Master of Science in Physician Assistant Studies

First Advisor

Mary E. Von, DHEd, PA-C, DFAAPA

Second Advisor

Annjanette Sommers PA-C, MS

Abstract

Background: Oral malignancies currently constitute the sixth most common malignancy globally. Recent studies have shown strong correlation between Human Papillomavirus (HPV) and head and neck cancers, indicating that approximately 50% of oropharangeal cancers in the western world can be attributed to HPV. Furthermore, the relationship between high risk HPV and head and neck squamous cell carcinoma (HNSCC) is strengthened by an approximately 14 fold increase in risk for individuals who are infected with HPV 16.4 Yet the implementation of a well-studied, effective clinical screening tool in the detection of oral HPV has not been established. The purpose of this systematic review is to investigate different screening methods for detection and typing of oral HPV and to establish the need for a large randomized control study to create new guidelines by which HPV screening can be initiated.

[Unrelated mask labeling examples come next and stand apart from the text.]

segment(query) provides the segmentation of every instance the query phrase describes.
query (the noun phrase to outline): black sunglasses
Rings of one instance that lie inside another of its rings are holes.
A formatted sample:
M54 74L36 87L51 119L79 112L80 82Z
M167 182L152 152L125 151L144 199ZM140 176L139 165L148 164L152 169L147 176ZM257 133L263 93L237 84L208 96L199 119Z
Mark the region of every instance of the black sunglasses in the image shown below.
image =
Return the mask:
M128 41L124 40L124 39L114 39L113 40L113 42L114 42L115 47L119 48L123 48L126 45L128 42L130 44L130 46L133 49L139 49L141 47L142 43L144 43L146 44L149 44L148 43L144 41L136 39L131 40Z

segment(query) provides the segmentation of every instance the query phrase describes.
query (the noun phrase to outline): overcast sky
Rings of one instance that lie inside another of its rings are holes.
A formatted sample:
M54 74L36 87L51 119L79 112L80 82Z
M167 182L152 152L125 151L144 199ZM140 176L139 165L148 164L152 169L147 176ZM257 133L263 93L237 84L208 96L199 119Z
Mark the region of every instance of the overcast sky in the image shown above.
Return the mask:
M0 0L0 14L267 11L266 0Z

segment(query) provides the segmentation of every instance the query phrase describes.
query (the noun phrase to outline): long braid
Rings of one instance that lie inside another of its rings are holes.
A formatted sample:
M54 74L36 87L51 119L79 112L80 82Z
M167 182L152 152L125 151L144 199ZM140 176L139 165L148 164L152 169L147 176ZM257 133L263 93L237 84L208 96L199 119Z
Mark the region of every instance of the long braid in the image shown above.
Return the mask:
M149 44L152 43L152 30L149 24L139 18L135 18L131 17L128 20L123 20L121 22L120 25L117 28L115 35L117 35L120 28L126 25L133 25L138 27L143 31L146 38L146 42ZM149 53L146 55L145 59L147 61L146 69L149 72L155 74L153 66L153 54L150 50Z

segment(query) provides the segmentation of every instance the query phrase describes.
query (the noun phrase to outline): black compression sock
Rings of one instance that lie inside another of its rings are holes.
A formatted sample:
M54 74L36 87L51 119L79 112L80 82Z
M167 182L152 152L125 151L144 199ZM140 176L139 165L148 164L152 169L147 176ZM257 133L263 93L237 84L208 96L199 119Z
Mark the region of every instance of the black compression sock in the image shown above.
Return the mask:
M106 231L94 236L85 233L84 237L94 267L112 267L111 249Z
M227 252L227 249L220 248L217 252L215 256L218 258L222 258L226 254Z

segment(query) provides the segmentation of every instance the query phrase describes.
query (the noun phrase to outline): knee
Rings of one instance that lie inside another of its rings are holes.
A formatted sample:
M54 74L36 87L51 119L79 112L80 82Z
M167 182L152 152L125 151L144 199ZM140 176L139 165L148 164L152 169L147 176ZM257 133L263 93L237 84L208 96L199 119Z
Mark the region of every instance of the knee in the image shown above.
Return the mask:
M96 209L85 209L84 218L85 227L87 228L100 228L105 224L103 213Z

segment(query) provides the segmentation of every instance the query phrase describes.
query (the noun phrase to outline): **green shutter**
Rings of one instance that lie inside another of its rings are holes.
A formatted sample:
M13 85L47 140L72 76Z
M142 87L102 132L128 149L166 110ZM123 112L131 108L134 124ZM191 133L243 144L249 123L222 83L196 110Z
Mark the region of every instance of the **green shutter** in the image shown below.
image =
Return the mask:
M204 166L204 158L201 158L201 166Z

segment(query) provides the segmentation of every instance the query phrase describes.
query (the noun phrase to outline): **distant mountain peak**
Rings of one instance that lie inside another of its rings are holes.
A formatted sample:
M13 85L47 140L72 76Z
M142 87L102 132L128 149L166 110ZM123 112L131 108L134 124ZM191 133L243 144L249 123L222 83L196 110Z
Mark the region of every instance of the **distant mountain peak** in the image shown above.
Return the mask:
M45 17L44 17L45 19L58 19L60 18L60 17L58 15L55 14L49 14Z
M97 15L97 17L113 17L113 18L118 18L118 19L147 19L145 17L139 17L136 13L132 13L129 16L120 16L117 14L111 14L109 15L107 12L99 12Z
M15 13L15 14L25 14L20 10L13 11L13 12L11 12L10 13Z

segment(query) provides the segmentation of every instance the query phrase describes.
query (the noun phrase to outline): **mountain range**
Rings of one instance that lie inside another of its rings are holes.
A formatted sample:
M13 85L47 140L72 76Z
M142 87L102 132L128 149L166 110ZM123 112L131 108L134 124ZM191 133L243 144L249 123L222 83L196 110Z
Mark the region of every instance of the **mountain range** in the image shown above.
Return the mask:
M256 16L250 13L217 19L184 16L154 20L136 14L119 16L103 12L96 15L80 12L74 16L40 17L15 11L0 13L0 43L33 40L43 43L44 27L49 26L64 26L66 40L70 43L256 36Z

Methods: An exhaustive literature search was performed using MEDLINE, CINAHL, and Web of Science databases using the following search terms “human papillomavirus” or “human papillomaviruses,” combined with “oral mucosa” or “oral malignancies” limited to publications in English performed on humans. Excluded were studies that focused on HIV positive or immunocompromised patients, studies that focused on DNA processing, systematic reviews. There were no exclusions made by GRADE criteria.

Results: The two studies presented in this systematic review have showed that mouth rinse and superficial scrapings are more effective than biopsies in the harvesting of oral DNA and in the detection of HPV in the oral cavity.

Conclusion: Repeated, definitive, single protocol studies have yet to determine which technique is most accurate for the harvesting of oral DNA in the detection of HPV, but all studies presented in this systematic review showed that mouth rinse and superficial oral scrapings were more effective than biopsies.